Идущий берегом человек правой рукой отмахивал чуть-чуть назад, разворачивая плечо — я вспомнил Валеру, который на походку перенес свою боксерскую привычку вместе с шагом метнуть вперед и руку.
Этого звали Константин. Все в партии обращались к нему коротко — Кость, а Кость, и я слышал почему-то в этом обращении не уменьшенное имя, а значение самого слова, короткого и острого. А когда говорили о нем, то употребляли полное имя — Константин.
— А я тебя искал в лагере, — он бросил к моим ногам пустой мешок. — Сейчас сеть выберу, скажу, зачем. Хочешь, помоги.
Стоя в лодке, он перебирал сеть руками, вытаскивая рыбу. Я сидел на корме и отгребал веслами. “Табань легонько”, — сказал он. Вспомнилась частушка Высоцкого: “Эх, табань, табань, табань, а то в берег врежемся…” Я подумал: если повторять это странное слово несколько раз, то обязательно появится Тамань — самый скверный городишко из всех приморских городов России.
На берегу он переложил из лодки рыбу в мешок, весело ругнувшись, что улов оказался велик.

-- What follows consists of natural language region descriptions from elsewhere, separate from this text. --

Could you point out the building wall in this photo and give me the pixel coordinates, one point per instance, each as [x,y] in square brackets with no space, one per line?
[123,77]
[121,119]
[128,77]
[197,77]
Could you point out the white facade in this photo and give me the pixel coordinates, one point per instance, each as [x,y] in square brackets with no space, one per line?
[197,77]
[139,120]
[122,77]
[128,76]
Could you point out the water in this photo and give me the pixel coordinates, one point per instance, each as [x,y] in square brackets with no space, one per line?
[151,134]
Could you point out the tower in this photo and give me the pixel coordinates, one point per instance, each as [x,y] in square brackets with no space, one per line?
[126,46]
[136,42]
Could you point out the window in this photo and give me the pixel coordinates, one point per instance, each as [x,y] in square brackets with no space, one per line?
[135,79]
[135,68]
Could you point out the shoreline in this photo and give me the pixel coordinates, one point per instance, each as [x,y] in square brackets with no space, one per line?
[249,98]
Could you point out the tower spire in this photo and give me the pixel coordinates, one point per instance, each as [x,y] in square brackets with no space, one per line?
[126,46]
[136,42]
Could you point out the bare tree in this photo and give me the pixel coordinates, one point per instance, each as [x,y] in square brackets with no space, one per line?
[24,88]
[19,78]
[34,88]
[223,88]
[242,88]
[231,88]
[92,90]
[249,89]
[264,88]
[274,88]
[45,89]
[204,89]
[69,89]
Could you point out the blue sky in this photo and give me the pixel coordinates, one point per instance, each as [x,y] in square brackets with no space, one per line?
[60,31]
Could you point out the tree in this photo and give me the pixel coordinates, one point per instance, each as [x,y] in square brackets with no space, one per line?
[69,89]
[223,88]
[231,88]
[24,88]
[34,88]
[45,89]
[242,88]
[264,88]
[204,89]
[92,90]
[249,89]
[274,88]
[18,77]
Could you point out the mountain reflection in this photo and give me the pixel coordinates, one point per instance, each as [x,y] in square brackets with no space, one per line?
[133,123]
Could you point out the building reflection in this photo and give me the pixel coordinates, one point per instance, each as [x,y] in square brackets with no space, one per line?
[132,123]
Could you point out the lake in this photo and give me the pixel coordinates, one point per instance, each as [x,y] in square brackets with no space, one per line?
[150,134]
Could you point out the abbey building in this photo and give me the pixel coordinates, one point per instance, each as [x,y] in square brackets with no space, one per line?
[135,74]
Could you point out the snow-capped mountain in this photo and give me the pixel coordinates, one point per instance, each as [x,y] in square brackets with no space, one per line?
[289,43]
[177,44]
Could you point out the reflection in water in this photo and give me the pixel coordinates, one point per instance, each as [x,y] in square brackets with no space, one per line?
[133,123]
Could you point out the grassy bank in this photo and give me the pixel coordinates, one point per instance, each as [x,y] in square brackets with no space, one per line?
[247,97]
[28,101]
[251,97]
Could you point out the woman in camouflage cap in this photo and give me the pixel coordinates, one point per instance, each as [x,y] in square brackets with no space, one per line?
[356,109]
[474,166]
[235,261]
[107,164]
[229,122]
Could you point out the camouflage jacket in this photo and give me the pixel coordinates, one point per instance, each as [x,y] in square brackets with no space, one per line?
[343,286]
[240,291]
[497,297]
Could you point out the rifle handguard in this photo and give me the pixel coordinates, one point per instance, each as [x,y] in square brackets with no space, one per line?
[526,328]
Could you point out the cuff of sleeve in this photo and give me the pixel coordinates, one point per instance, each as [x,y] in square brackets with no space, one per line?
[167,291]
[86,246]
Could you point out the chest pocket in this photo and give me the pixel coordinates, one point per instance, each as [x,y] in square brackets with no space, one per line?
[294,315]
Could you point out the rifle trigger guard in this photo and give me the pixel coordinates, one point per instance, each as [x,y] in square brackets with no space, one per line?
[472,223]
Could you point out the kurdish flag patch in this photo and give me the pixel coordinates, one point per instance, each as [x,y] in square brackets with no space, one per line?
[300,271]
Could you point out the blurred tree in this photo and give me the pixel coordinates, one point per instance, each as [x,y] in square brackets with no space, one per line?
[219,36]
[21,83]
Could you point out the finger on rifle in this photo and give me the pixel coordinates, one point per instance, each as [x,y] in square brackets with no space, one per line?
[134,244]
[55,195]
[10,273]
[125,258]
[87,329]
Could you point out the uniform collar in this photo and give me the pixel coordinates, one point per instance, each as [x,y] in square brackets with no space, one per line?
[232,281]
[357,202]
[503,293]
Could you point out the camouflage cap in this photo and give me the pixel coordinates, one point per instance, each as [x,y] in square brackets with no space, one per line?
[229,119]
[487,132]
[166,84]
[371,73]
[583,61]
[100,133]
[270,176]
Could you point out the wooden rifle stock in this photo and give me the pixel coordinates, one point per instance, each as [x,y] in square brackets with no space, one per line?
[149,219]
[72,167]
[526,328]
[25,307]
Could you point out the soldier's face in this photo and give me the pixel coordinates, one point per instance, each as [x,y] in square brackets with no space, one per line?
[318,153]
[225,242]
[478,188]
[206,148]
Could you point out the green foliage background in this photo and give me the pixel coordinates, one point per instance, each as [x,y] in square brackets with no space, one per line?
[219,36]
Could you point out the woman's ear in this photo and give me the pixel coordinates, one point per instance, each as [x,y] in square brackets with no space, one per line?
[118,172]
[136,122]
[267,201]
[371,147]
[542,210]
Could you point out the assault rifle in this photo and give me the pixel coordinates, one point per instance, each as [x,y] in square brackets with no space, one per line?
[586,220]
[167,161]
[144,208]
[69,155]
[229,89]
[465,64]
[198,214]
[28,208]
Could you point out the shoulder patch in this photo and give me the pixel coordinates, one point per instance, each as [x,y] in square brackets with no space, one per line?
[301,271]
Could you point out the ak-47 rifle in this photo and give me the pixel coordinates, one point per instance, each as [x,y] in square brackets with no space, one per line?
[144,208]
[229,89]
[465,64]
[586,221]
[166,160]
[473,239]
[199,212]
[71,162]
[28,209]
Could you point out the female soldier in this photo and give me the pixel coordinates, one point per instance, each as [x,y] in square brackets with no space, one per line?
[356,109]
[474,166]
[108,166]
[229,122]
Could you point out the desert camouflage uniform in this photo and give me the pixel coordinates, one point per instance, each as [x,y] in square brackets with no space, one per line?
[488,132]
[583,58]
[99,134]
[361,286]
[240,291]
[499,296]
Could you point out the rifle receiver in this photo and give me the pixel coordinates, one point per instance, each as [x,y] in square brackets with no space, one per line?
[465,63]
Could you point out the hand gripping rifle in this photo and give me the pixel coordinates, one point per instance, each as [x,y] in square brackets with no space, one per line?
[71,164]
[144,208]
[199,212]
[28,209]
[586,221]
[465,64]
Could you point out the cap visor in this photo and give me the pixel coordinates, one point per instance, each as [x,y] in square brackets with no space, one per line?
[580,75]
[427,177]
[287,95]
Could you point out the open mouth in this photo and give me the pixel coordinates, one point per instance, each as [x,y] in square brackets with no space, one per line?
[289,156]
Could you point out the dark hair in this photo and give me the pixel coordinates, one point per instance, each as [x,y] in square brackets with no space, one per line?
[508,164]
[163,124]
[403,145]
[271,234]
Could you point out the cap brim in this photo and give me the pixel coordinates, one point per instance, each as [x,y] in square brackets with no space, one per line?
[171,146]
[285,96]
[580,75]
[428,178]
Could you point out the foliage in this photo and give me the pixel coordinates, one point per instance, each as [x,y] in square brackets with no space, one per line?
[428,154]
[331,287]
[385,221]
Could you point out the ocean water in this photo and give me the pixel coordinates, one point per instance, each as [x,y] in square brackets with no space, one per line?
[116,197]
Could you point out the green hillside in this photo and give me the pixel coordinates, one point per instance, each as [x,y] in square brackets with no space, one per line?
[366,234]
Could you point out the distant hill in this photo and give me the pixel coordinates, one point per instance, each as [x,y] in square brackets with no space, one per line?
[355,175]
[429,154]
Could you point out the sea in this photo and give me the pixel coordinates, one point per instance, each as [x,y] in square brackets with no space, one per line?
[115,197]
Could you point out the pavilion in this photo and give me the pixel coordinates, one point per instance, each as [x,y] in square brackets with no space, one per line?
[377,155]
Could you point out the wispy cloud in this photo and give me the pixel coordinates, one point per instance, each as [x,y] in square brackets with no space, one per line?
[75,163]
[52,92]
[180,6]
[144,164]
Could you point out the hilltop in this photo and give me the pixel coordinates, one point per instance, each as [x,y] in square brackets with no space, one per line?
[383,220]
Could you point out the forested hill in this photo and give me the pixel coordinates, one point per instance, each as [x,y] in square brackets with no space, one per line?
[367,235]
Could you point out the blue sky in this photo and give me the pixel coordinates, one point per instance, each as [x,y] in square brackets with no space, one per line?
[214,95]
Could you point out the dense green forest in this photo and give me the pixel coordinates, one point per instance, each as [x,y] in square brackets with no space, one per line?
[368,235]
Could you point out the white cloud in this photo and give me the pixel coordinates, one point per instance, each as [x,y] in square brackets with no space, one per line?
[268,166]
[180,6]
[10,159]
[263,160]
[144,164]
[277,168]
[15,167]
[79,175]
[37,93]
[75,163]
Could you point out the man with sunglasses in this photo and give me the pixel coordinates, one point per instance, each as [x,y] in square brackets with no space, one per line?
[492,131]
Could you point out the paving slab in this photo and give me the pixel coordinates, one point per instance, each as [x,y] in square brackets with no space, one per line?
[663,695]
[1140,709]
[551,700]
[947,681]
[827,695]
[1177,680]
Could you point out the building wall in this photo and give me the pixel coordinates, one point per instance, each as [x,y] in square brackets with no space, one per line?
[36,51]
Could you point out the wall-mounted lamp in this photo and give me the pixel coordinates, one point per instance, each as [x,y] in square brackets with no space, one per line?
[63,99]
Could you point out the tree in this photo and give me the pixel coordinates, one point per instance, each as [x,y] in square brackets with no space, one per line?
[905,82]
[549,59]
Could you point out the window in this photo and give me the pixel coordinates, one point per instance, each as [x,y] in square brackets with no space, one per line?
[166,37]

— Пошли? — сказал он и закинул мешок за спину.
Почему-то не хотелось так сразу оказываться с ним вместе. Но что я скажу — посижу еще? Погуляю?
Пройдя метров сто, он бросил две рыбины с расклеванными головами, которые нес до этого в руке, летевшим за нами бакланам: “От, обжоры!”.
— Мужики стреляют бакланов, отпугивают, чтоб не клевали. А по мне, так это неизбежный процент потери. Все питаются как могут.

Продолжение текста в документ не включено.